One can always implement
an asynchronous model in an environment that is inherently synchronous
without change. But one cannot always implement a synchronous model in
an inherently asynchronous environment without modification.

Vague, yet untrue. I suppose that without time constraints or alternatively
randomness, what you call asynchronous, can always be converted to
synchronous and back. In a hyper-computation framework they might turn
equivalent even with randomness, but I digress.

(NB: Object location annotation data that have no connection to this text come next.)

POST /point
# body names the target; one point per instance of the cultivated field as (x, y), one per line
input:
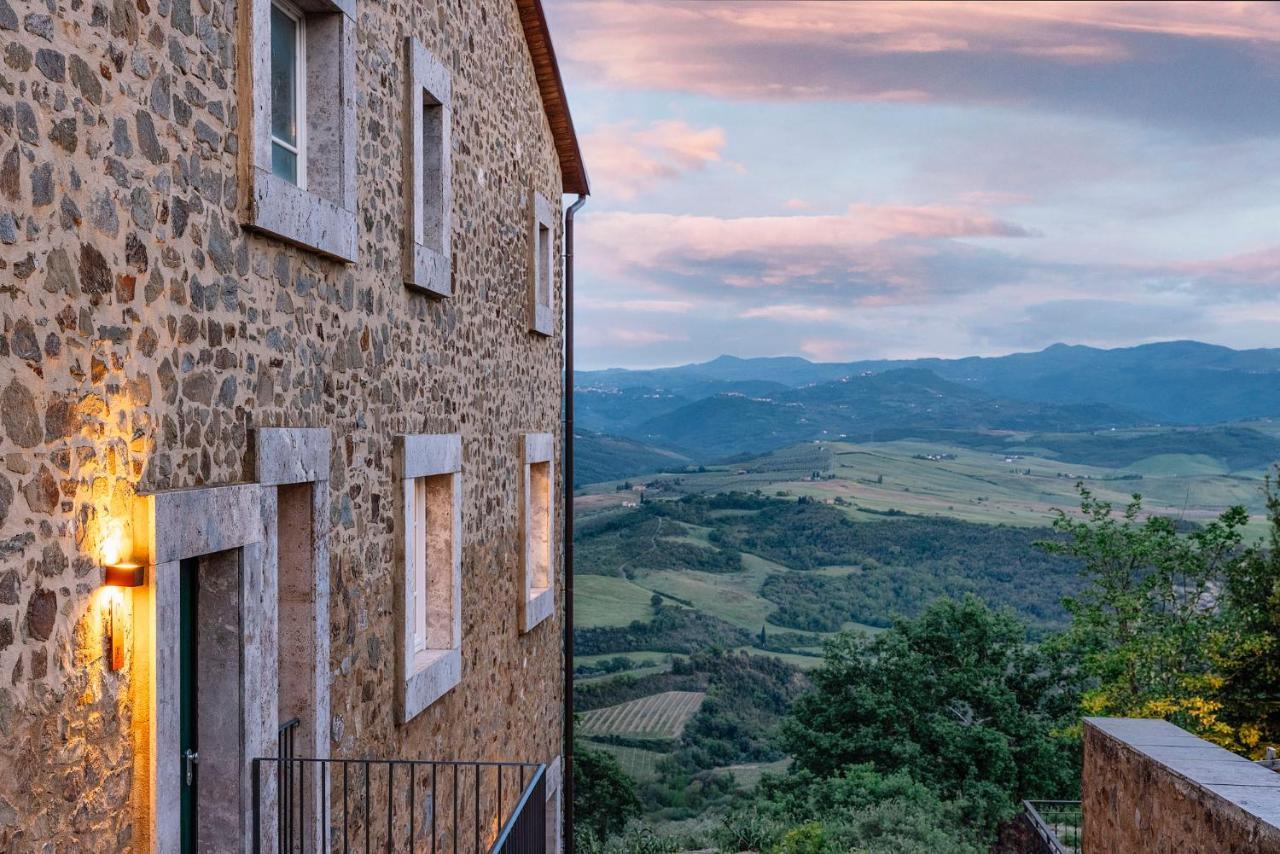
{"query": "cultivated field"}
(658, 716)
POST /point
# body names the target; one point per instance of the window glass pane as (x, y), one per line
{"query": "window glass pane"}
(284, 76)
(284, 163)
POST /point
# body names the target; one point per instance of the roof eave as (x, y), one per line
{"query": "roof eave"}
(556, 104)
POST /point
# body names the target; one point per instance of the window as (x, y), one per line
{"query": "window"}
(542, 266)
(539, 533)
(428, 172)
(298, 133)
(429, 553)
(288, 94)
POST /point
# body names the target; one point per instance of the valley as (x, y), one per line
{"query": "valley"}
(746, 511)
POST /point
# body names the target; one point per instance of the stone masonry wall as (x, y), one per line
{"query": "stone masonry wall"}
(1215, 803)
(144, 334)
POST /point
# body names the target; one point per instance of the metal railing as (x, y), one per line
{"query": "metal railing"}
(1057, 823)
(397, 805)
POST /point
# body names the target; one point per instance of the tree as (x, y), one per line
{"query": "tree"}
(604, 797)
(1251, 658)
(956, 699)
(1147, 625)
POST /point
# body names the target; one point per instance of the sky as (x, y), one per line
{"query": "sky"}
(848, 181)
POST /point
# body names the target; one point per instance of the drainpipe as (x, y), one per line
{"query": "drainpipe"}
(567, 469)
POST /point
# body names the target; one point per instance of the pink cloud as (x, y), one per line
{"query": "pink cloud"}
(648, 306)
(791, 311)
(627, 159)
(778, 49)
(1260, 269)
(885, 250)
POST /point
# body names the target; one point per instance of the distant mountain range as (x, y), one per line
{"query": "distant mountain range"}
(731, 406)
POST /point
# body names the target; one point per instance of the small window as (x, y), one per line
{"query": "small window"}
(539, 530)
(542, 266)
(433, 555)
(428, 173)
(288, 94)
(429, 603)
(297, 123)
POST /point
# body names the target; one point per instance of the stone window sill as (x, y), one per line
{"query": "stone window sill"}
(539, 604)
(435, 672)
(302, 218)
(429, 272)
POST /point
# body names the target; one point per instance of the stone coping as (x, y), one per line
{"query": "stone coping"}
(1237, 780)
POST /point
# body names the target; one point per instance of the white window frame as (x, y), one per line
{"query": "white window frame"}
(542, 266)
(319, 213)
(536, 601)
(300, 88)
(426, 671)
(428, 224)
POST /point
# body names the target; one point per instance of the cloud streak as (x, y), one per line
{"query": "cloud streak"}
(1210, 65)
(878, 254)
(629, 159)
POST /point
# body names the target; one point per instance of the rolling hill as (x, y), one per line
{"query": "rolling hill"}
(860, 407)
(1176, 382)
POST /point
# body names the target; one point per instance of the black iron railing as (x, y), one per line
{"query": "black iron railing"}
(365, 805)
(1057, 822)
(291, 809)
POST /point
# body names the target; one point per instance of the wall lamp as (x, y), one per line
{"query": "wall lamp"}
(126, 574)
(120, 574)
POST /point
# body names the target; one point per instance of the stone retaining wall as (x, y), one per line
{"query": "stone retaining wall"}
(1151, 786)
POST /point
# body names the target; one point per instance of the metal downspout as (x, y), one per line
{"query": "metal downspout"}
(567, 473)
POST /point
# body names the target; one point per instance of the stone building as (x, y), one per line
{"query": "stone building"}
(280, 387)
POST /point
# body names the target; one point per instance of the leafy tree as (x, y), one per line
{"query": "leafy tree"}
(1251, 658)
(858, 808)
(604, 797)
(956, 699)
(1147, 624)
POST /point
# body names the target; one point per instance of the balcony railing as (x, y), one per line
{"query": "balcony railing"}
(1056, 822)
(364, 805)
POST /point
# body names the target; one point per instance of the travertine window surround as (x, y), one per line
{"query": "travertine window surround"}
(321, 214)
(542, 265)
(538, 520)
(429, 552)
(428, 172)
(293, 470)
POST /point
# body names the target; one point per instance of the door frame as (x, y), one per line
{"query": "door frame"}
(169, 526)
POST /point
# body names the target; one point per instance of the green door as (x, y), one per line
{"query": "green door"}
(188, 690)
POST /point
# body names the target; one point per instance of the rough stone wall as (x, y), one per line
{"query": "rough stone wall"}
(1133, 803)
(145, 334)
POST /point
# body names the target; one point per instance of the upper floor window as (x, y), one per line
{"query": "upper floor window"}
(538, 516)
(429, 552)
(288, 94)
(298, 123)
(542, 265)
(428, 172)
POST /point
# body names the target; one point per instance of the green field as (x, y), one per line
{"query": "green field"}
(607, 601)
(639, 763)
(1016, 487)
(658, 716)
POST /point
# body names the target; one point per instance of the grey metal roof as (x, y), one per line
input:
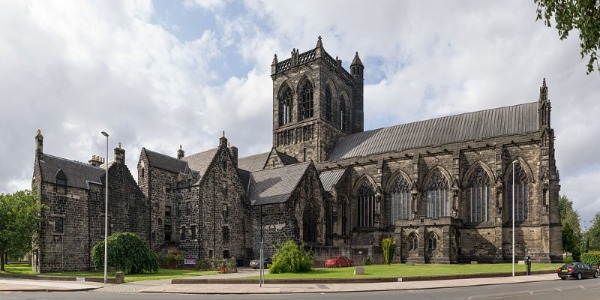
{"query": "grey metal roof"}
(330, 178)
(165, 162)
(200, 161)
(275, 185)
(78, 174)
(253, 163)
(510, 120)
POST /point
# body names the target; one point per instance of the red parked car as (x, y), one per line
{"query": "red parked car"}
(338, 261)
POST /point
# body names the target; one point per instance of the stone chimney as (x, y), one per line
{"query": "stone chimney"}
(39, 143)
(234, 156)
(96, 161)
(180, 152)
(223, 140)
(119, 154)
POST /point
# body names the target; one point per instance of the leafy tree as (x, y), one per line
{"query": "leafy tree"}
(127, 252)
(19, 221)
(389, 249)
(290, 257)
(570, 224)
(583, 15)
(593, 234)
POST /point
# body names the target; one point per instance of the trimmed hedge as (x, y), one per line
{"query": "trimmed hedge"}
(591, 258)
(127, 252)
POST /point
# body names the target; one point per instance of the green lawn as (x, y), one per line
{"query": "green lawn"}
(162, 273)
(402, 270)
(19, 269)
(394, 270)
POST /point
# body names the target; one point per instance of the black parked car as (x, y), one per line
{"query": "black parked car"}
(255, 264)
(577, 270)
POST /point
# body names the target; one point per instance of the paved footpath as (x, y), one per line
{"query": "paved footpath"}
(164, 286)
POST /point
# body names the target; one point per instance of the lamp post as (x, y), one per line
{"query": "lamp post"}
(261, 259)
(106, 211)
(513, 217)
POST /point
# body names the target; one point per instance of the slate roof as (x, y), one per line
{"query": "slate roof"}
(275, 185)
(510, 120)
(286, 159)
(330, 178)
(78, 174)
(253, 163)
(200, 161)
(165, 162)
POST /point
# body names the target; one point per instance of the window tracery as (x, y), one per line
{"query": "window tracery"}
(521, 194)
(328, 104)
(285, 107)
(438, 198)
(400, 200)
(478, 197)
(306, 101)
(366, 205)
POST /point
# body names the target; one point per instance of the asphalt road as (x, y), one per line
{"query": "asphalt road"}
(546, 290)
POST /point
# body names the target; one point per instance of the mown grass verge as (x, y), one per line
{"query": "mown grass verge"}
(403, 270)
(25, 269)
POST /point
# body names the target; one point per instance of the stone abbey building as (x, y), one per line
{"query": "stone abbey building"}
(442, 188)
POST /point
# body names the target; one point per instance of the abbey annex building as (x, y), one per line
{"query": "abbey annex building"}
(442, 188)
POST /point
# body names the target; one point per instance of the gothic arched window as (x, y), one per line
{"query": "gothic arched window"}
(61, 182)
(400, 200)
(309, 221)
(413, 242)
(306, 101)
(366, 205)
(432, 242)
(328, 105)
(285, 107)
(521, 194)
(342, 115)
(478, 197)
(438, 198)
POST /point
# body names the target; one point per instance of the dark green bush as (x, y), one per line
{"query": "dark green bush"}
(389, 249)
(290, 257)
(368, 260)
(127, 252)
(591, 258)
(576, 254)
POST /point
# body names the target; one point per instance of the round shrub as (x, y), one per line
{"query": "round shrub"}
(290, 257)
(127, 252)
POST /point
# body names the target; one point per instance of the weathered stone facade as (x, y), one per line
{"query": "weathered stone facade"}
(442, 188)
(73, 196)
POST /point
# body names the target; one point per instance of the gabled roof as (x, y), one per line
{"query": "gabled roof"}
(253, 163)
(78, 174)
(165, 162)
(200, 161)
(275, 185)
(286, 159)
(510, 120)
(330, 178)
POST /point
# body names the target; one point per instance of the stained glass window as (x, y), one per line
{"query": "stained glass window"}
(438, 198)
(478, 197)
(401, 200)
(306, 101)
(521, 195)
(285, 107)
(366, 205)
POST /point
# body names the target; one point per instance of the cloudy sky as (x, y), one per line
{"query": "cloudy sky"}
(158, 74)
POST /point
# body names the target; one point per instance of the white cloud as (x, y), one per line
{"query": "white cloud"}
(74, 69)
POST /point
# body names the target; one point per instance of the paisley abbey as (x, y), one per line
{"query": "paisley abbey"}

At a more philosophical level, the separation of message and method
ensures decoupling because the message sender does not need to know
anything about who the receiver is and what the message receiver does in
response. So the message sender can't depend on what the message
receiver does. That elimination of hierarchical dependencies is the
main benefit of OO development.

A philosophical objection to this could be - if you don't care what others
do, why do you bother them with your messages? [*] The modern scientific
method is based on the fundamental principle that anything, we don't know
of, first is considered non-existing.

---------
* Honorable contributors to comp.object, nothing personal meant! (:-))

--
Regards,
Dmitry A. Kazakov
http://www.dmitry-kazakov.de
.



Relevant Pages

  • Re: Auto selection
    ... Asynchronous communication is the most general representation of ... obviously excludes asynchronity. ... the synchronization points. ... Suppose I provide an OOA/D model using interacting object state machines ...
    (comp.object)
  • Re: Auto selection
    ... That's because there is no return when an event is generated since there could be an arbitrary delay between when an event is generated and when it is consumed by the receiver in asynchronous communications ... obviously excludes asynchronity. ... the synchronization points. ... At that point the 3GL will be essentially indistinguishable from a synchronous OOA/D model but it will clearly work correctly. ...
    (comp.object)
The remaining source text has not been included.